ABSTRACT It is often necessary to create a plot of means for each of several sub-populations, for example a trend plot of the mean defect rate for units produced in each month of the year, or the mean defect rate during the same month for each of several vendors. It is important to be able to distinguish significant differences from random variation in these plots, and one very effective way to do this is to add confidence limits to each of the mean values. The calculation of the confidence limits depends on the assumed distribution of the response variables, for example

• The Normal Distribution – which is appropriate for most continuous variables. • The Binomial Distribution – which is appropriate for pass/fail variables. • The Poisson Distribution – which is appropriate for counts-per-unit variables, such as the numbers of defects

on a silicon wafer. This paper shows how to create confidence limit plots for each of these distributions, first using PROC GPLOT, and then, with much less effort, using PROC SGPLOT.

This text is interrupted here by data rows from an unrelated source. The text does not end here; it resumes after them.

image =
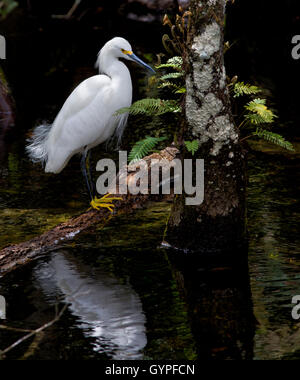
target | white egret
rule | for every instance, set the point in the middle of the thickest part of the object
(88, 117)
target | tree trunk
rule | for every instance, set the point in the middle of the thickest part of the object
(218, 223)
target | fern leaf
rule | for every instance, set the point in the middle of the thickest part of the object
(192, 146)
(173, 63)
(273, 138)
(171, 76)
(143, 148)
(240, 88)
(260, 112)
(151, 107)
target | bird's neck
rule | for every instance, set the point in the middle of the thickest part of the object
(114, 68)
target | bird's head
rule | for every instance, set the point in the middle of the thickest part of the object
(121, 48)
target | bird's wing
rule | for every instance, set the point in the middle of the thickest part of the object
(82, 97)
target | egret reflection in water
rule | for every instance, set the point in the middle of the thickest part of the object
(107, 310)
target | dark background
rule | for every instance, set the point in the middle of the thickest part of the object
(46, 57)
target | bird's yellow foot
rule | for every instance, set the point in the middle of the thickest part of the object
(105, 201)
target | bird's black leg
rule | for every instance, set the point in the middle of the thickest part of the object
(85, 174)
(90, 174)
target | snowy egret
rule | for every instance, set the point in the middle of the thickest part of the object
(88, 117)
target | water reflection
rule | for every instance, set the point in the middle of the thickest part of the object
(107, 310)
(218, 297)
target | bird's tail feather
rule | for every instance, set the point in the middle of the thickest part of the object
(37, 144)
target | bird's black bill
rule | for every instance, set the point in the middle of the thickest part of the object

1. INTRODUCTION Figure 1 shows a trend plot of average resistance by month of test, with 90% confidence limits on the mean values. The average resistance increased in November and then decreased again in December. You can see that the increase from October to November is statistically significant because the lower confidence limit for November is much higher than the upper confidence limit for October. However the decrease in December is not significant because the confidence limits on the December average include the averages from October and November. The wide confidence limits for December are due to the fact that the sample size is much smaller – there were only 5 units tested in December vs. 400 units each in October and November. This kind of data is very common because the most recent time period often does not yet have complete test results. Figure 1: Trend Plot with Confidence Limits

Section 2 shows how to compute the required confidence limits, and Sections 3 and 4 show how to create the plot shown in Figure 1 using PROC GPLOT or PROC SGPLOT.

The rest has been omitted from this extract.